As a summary, and in very few words, the Pliant UI is a bit like the web HTML/HTTP, with no scripting language running on the client, and better designed instructions and protocol so that very interactive applications are easier to write, and if needed, precise rendering relies on sane foundations.

The 'Pliant graphic stack machinery layout' is more technical, but still related to design choices at user interface level, so you can also read it as an extension of this introduction.

Web compatibility

A Pliant HTTP proxy is provided that translates the Pliant UI protocol to HTML/HTTP and Javascript (also named AJAX nowadays), so that an application written using the Pliant UI user interface can be accessed with no modification from a standard web browser. Anyway, the HTTP proxy does no miracle, so it works great for a simple looking database application, but does not work for a very interactive applications such as word processor.

A Pliant VNC proxy is also provided that translates the Pliant UI protocol to VNC protocol. VNC clients are available on virtually all not too old platforms. The drawback of VNC is that it consumes more bandwidth and is more sensible to connection latency, but the advantage is that the translation is 100% accurate so that any Pliant application written using the Pliant UI graphical interface will work perfectly when accessed from a standard VNC client though the Pliant VNC proxy.

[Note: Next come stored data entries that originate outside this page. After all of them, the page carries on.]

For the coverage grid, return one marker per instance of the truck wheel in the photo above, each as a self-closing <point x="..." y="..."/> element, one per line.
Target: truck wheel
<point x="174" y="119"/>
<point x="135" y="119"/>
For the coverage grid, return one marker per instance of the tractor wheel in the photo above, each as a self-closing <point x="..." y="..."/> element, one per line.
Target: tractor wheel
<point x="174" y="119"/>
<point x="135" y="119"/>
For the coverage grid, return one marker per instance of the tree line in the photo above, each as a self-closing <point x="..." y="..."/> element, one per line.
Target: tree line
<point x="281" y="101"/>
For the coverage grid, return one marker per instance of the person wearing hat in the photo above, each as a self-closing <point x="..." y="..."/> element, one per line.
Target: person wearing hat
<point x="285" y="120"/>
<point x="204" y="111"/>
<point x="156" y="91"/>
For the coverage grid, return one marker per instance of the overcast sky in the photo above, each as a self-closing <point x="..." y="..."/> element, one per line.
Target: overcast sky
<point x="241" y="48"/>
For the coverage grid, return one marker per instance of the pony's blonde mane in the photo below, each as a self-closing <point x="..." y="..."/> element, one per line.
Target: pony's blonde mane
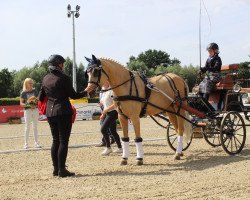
<point x="114" y="61"/>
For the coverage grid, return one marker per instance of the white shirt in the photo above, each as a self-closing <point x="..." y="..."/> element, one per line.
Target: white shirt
<point x="106" y="99"/>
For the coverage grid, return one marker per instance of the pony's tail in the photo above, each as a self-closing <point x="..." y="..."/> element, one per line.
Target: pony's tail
<point x="188" y="129"/>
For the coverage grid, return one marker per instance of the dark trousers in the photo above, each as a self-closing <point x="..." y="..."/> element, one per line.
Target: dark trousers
<point x="60" y="128"/>
<point x="109" y="125"/>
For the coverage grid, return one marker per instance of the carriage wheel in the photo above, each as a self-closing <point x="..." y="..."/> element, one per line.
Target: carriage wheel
<point x="233" y="133"/>
<point x="212" y="133"/>
<point x="172" y="138"/>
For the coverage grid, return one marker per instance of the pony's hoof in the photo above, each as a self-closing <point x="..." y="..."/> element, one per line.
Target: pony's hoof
<point x="177" y="156"/>
<point x="139" y="162"/>
<point x="124" y="162"/>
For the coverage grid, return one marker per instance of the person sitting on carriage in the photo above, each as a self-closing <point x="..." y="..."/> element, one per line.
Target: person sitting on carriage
<point x="212" y="67"/>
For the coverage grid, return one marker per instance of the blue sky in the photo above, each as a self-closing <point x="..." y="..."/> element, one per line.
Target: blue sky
<point x="31" y="30"/>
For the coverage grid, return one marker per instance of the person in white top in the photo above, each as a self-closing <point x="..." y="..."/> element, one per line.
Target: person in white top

As far as code maturity is concerned,
The Pliant UI is now production quality for database centric applications, but advanced drawing and multimedia features are not finished yet.
The client stands on Pliant bitmap and 2D vector libraries that have very strong design, capabilities, and stability.

Keys management (to provide secured connection between the client and the server) is also still too heavy to handle from the administration point of view.

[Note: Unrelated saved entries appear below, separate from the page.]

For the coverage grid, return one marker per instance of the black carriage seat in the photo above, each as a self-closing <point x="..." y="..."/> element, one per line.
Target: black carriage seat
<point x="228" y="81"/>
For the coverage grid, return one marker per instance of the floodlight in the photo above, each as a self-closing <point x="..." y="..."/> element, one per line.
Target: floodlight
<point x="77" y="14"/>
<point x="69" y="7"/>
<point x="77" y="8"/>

The stability and scalability of the HTTP and VNC proxy is still not known because they have not been tested intensively enough.

The UI styling model is weak, but I start to have doubts that a strong and efficient one be possible.

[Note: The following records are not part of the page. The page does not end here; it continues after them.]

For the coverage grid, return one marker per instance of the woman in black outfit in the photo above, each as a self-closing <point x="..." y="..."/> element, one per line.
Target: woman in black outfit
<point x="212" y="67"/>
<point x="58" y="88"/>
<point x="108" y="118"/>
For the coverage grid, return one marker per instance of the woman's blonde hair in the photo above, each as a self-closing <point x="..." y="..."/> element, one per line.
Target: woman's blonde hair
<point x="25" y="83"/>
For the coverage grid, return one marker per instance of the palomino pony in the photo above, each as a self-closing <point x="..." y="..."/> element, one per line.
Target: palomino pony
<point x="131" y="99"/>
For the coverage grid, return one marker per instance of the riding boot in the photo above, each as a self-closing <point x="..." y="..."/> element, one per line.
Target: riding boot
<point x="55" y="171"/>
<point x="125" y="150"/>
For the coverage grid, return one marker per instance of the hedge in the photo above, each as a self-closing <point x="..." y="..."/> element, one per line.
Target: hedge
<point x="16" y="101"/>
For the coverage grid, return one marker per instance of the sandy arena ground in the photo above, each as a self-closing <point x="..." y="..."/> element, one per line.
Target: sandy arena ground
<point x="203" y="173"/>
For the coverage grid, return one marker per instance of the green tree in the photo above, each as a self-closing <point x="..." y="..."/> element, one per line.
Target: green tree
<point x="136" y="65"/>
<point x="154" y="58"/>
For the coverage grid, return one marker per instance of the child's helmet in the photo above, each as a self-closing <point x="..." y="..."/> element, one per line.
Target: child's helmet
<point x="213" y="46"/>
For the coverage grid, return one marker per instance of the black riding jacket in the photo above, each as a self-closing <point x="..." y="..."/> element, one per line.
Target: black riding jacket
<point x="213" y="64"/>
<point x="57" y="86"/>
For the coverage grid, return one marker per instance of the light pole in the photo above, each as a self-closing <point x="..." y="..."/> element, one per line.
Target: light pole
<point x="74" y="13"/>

On the down side, I will probably not try to provide maximum compatibility for UI clients and servers running different releases of Pliant in the next few years because it would bring huge constrains on the development so does not worth the effort since Pliant is not currently widespread.

Summary, what is it good for ?

If you plan to write easily a database centric application and you prefer simple code and users great productivity to jukebox like looking, then Pliant UI is for you. You will get web access as a bonus.
On the other hand, if you plan to do a look appealing web site, using plenty of web rendering tricks, then don't go with Pliant UI + Pliant HTTP proxy because tricks would be much harder to insert in your pages than with lower level web only tools such as PHP.

If you plan to write a more graphical application (image editor, word processor) you may get troubles due to the fact that the highly graphical features are not finished yet. So don't do that right now, unless you are ready to experiment, and maybe contribute.


What about the old Pliant HTTP server using .page instructions set ?

It is dead code. Don't start any new application relying on it.
The Pliant UI + HTTP proxy just proved to be a better solution in most situations because it better solves many of the complex issues related to the web HTML/HTTP protocol (session notion, partial page change, precise server side rendering, everyday users productivity) so enables cleaner code and better interactivity ('hook change' instruction).

I would like to use Pliant UI as my application GUI, but I don't want to use Pliant language for writing my application.. Is it possible ?

You would need to write a server side library for your favorite language that will send PML encoded instructions to the Pliant UI client. For Pliant language, this is implemented in /pliant/graphic/ui/server/api.pli
Writing such a library in another language is probably not very hard, but properly implementing 'button' and 'section dynamic' semantic (lazy execution model) might not be possible in many well known languages without a lot of extra glue code in the application due to the lack of meta programming at language level.